Comparison of pathogens spectrum between ascites culture and mNGS methods. (A). mNGS identification for pathogen categories. (B). Culture identification for pathogen categories. (C). The distribution of detected pathogens of all patients by mNGS and culture methods. mNGS, metagenomic next-generation sequencing

The mNGS results showed that the proportion of pathogenic coinfections increased to 55% compared with that of the culture method (16% for culture) (Fig. 1A, B). In 50 of the 109 patients, the culture method failed to identify any microbes, while mNGS detected one (n = 19), two (n = 19), or three or more (n = 12) microbes in each sample.
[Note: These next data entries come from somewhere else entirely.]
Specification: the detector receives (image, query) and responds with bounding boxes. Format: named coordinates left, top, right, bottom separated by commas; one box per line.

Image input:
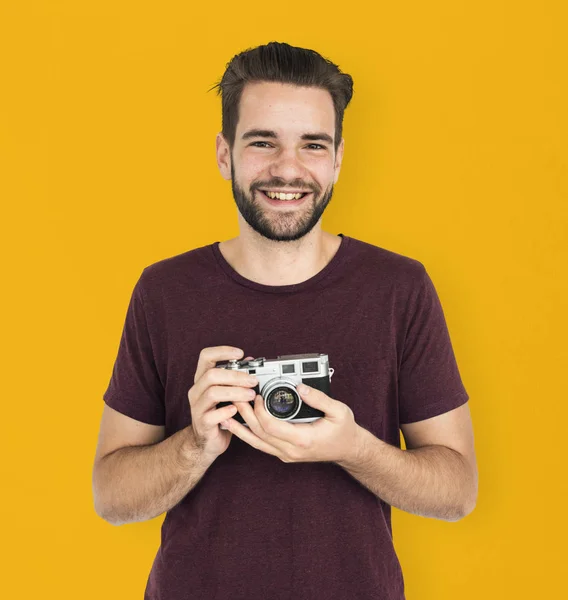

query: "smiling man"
left=217, top=80, right=350, bottom=285
left=93, top=42, right=477, bottom=600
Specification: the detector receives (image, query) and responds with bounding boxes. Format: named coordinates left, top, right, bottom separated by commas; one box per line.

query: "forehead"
left=236, top=82, right=335, bottom=139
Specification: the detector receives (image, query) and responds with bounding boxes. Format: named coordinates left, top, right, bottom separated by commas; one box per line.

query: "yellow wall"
left=0, top=0, right=568, bottom=600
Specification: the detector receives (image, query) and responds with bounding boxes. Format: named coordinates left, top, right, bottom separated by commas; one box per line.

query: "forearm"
left=93, top=427, right=213, bottom=525
left=337, top=428, right=477, bottom=521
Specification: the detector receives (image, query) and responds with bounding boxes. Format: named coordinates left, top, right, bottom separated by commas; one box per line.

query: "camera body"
left=216, top=353, right=333, bottom=427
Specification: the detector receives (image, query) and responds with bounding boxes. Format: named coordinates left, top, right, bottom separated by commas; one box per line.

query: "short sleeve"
left=398, top=265, right=469, bottom=423
left=103, top=278, right=165, bottom=425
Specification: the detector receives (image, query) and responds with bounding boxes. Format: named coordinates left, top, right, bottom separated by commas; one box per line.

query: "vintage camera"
left=216, top=354, right=333, bottom=427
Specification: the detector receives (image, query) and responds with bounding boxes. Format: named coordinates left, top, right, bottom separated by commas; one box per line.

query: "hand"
left=222, top=385, right=362, bottom=463
left=187, top=346, right=258, bottom=461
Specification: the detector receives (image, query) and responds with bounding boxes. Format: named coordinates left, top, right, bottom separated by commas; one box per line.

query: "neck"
left=219, top=228, right=341, bottom=285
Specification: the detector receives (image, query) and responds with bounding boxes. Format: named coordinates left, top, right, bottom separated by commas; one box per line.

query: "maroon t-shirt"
left=104, top=234, right=469, bottom=600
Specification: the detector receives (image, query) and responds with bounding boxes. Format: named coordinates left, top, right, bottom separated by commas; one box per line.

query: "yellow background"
left=0, top=0, right=568, bottom=600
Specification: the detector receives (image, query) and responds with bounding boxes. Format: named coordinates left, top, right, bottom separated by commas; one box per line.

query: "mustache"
left=250, top=179, right=321, bottom=194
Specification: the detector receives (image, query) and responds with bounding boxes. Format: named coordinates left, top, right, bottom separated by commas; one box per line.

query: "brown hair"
left=208, top=42, right=353, bottom=152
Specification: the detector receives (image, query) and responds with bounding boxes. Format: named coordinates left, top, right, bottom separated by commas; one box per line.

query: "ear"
left=333, top=138, right=345, bottom=183
left=215, top=132, right=231, bottom=181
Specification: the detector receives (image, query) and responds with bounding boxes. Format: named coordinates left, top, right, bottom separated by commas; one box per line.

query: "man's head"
left=215, top=42, right=353, bottom=241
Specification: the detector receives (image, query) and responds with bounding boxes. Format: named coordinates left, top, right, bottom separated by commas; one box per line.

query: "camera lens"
left=266, top=386, right=300, bottom=419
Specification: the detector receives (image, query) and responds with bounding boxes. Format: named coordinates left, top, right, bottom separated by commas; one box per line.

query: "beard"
left=231, top=160, right=333, bottom=242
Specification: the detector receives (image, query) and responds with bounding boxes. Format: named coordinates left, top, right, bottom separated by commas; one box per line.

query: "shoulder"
left=138, top=244, right=219, bottom=296
left=342, top=238, right=426, bottom=288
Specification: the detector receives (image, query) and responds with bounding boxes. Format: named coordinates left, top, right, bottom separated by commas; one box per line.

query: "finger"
left=236, top=394, right=304, bottom=453
left=193, top=346, right=244, bottom=383
left=188, top=368, right=258, bottom=411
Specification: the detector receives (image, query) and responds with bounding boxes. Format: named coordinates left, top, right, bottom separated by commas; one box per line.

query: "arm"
left=338, top=403, right=477, bottom=521
left=93, top=406, right=213, bottom=525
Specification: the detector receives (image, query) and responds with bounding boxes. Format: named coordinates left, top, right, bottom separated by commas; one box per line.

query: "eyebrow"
left=241, top=129, right=333, bottom=144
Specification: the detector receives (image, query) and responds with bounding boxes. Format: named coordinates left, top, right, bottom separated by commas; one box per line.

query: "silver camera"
left=216, top=354, right=333, bottom=427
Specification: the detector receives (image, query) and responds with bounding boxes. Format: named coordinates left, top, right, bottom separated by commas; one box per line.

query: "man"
left=93, top=43, right=477, bottom=600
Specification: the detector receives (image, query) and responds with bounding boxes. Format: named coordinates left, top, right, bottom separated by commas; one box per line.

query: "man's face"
left=218, top=82, right=343, bottom=241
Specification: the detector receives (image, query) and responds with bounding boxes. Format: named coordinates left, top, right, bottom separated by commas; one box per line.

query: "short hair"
left=208, top=42, right=353, bottom=152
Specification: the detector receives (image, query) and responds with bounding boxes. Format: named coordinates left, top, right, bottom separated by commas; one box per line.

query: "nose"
left=269, top=149, right=306, bottom=181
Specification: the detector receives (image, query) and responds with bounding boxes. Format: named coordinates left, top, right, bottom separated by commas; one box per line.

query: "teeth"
left=264, top=192, right=302, bottom=200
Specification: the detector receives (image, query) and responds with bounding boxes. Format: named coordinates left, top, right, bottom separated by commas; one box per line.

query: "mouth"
left=258, top=190, right=312, bottom=206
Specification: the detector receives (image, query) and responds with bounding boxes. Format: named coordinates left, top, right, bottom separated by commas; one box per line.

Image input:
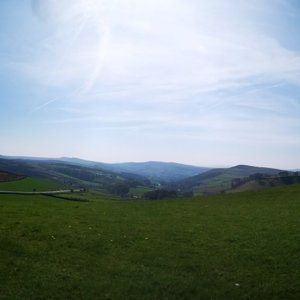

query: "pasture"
left=0, top=185, right=300, bottom=300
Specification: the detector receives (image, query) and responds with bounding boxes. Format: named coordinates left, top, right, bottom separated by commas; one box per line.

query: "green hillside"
left=0, top=185, right=300, bottom=300
left=0, top=158, right=151, bottom=196
left=0, top=171, right=24, bottom=183
left=172, top=165, right=281, bottom=195
left=0, top=177, right=66, bottom=192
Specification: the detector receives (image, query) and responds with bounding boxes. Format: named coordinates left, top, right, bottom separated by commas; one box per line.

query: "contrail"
left=32, top=98, right=58, bottom=112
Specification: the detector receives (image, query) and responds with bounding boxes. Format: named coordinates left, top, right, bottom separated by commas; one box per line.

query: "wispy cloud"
left=0, top=0, right=300, bottom=168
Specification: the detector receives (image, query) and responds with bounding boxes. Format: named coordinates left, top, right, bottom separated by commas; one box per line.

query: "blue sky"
left=0, top=0, right=300, bottom=168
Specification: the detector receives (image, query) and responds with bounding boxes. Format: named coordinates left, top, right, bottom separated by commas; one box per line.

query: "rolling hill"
left=61, top=157, right=209, bottom=183
left=0, top=158, right=151, bottom=195
left=0, top=155, right=210, bottom=183
left=171, top=165, right=281, bottom=195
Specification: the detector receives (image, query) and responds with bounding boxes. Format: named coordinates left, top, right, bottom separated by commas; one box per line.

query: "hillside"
left=0, top=185, right=300, bottom=300
left=172, top=165, right=281, bottom=195
left=0, top=171, right=24, bottom=183
left=61, top=157, right=209, bottom=183
left=0, top=158, right=150, bottom=195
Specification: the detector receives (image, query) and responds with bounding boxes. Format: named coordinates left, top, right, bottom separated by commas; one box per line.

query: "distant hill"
left=228, top=171, right=300, bottom=193
left=0, top=171, right=25, bottom=182
left=61, top=157, right=209, bottom=183
left=0, top=158, right=151, bottom=195
left=172, top=165, right=281, bottom=195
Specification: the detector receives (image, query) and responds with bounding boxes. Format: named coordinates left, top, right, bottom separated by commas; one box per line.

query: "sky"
left=0, top=0, right=300, bottom=169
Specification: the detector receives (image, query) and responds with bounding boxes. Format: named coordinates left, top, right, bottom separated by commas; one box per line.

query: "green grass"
left=0, top=177, right=65, bottom=192
left=0, top=185, right=300, bottom=300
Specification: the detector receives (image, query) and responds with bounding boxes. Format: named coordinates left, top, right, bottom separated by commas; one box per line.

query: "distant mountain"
left=0, top=171, right=24, bottom=182
left=0, top=158, right=151, bottom=195
left=228, top=171, right=300, bottom=193
left=172, top=165, right=282, bottom=194
left=0, top=155, right=210, bottom=184
left=61, top=157, right=209, bottom=183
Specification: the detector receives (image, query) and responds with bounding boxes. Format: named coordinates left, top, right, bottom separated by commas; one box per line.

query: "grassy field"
left=0, top=185, right=300, bottom=300
left=0, top=177, right=66, bottom=192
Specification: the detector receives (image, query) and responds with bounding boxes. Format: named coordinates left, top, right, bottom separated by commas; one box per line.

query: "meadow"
left=0, top=185, right=300, bottom=300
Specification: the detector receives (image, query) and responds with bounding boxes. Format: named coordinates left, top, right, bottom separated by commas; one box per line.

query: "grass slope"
left=0, top=177, right=66, bottom=192
left=173, top=165, right=281, bottom=195
left=0, top=185, right=300, bottom=300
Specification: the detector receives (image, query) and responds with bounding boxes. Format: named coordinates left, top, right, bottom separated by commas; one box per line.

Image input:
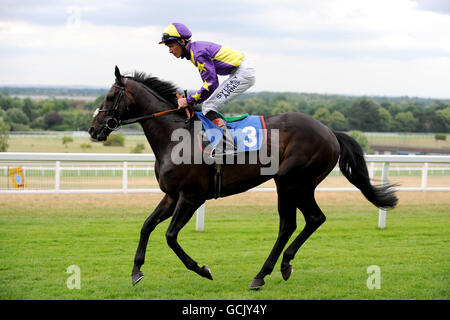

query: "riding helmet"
left=159, top=22, right=192, bottom=44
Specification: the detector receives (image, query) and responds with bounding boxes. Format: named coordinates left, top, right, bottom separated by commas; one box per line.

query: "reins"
left=99, top=84, right=194, bottom=130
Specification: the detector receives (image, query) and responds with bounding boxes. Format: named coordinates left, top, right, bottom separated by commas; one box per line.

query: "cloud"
left=0, top=0, right=450, bottom=98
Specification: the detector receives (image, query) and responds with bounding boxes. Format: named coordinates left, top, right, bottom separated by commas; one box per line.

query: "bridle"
left=94, top=79, right=193, bottom=131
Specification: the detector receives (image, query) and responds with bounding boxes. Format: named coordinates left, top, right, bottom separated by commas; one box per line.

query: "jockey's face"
left=166, top=39, right=184, bottom=58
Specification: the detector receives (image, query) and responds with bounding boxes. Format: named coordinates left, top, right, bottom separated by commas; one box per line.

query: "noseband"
left=94, top=84, right=125, bottom=131
left=94, top=79, right=194, bottom=131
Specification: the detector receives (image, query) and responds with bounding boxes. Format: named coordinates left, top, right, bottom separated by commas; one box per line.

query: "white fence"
left=0, top=152, right=450, bottom=230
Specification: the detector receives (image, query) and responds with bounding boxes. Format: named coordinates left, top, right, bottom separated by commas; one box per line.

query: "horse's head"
left=89, top=66, right=133, bottom=141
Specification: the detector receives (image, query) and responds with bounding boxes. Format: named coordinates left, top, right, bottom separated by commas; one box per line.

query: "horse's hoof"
left=281, top=265, right=294, bottom=280
left=200, top=266, right=212, bottom=280
left=131, top=271, right=144, bottom=286
left=249, top=278, right=265, bottom=290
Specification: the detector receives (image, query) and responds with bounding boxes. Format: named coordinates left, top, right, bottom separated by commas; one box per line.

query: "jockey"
left=160, top=23, right=255, bottom=157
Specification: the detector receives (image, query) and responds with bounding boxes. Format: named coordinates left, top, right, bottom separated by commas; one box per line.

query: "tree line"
left=0, top=91, right=450, bottom=133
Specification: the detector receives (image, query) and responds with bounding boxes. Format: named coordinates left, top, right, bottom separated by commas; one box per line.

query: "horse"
left=89, top=66, right=398, bottom=289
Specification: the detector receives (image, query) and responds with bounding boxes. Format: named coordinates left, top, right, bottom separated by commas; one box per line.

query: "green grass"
left=0, top=195, right=450, bottom=300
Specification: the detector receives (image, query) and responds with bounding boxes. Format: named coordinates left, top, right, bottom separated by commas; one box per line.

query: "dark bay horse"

In 29 patients in whom mNGS was negative, only 1 case of monobacterial infection was detected by culture method. mNGS detected more bacterial (43 vs. 174), fungal (9 vs. 3), and viral (8 vs. 0) strains than the culture method (Table 4; Fig. 2). In summary, mNGS detection was more effective than traditional methods in terms of pathogen number and strain type.

Fig. 2
figure 2

Type of microbes detected by mNGS compared with culture method. mNGS, metagenomic nextgeneration sequencing

Table 4 Comparison of microbes detected by mNGS and culture methods for each specimen

Comparative analysis of ascitic fluid infection (AFI) diagnosis with mNGS and culture methods

Among 109 patients with ascites, 30 had positive results, and 28 had negative results (25.7%). mNGS was positive in 50 patients (45.9%), whereas culture detection was positive in only 1 patient (0.9%). A chi-square test of paired mNGS and culture samples was also performed, which revealed that the percentage of positive mNGS results was significantly greater than that of positive culture data (P < 0.001) (Fig. 3A, B). In 6 of 30 double-positive patients, the detection results were exactly the same (overlapping all pathogens), which revealed that the percentage of positive mNGS results were completely mismatched (overlap of no pathogen) in 15 of the 30 cases. The other 9 patients were described as “partially matched”, meaning that at least one but not all overlapping pathogens were found in the polymicrobial results.

Fig. 3
figure 3

The content of positive results detected by mNGS and culture methods. (A). Concordance between mNGS and culture methods for pathogen detection. The pie chart demonstrated the positivity distribution of mNGS and culture for all samples. (B). Chi-square test was used to analyze mNGS and culture results of paired samples. (C) The positive results of mNGS and culture methods between patients with different PMN count levels. mNGS, metagenomic next-generation sequencing

According to the diagnostic criterion of a PMN ≥ 250/mm3 for SBP, 109 samples of ascites were divided into two groups. The overall percentage of positive pathogens detected by the two methods in each group was compared, showing 87.5% (14/16) in the PMN ≥ 250/mm3 group and 72.0% (67/93) in the PMN < 250/mm3 group (P > 0.05) (Fig. 3C).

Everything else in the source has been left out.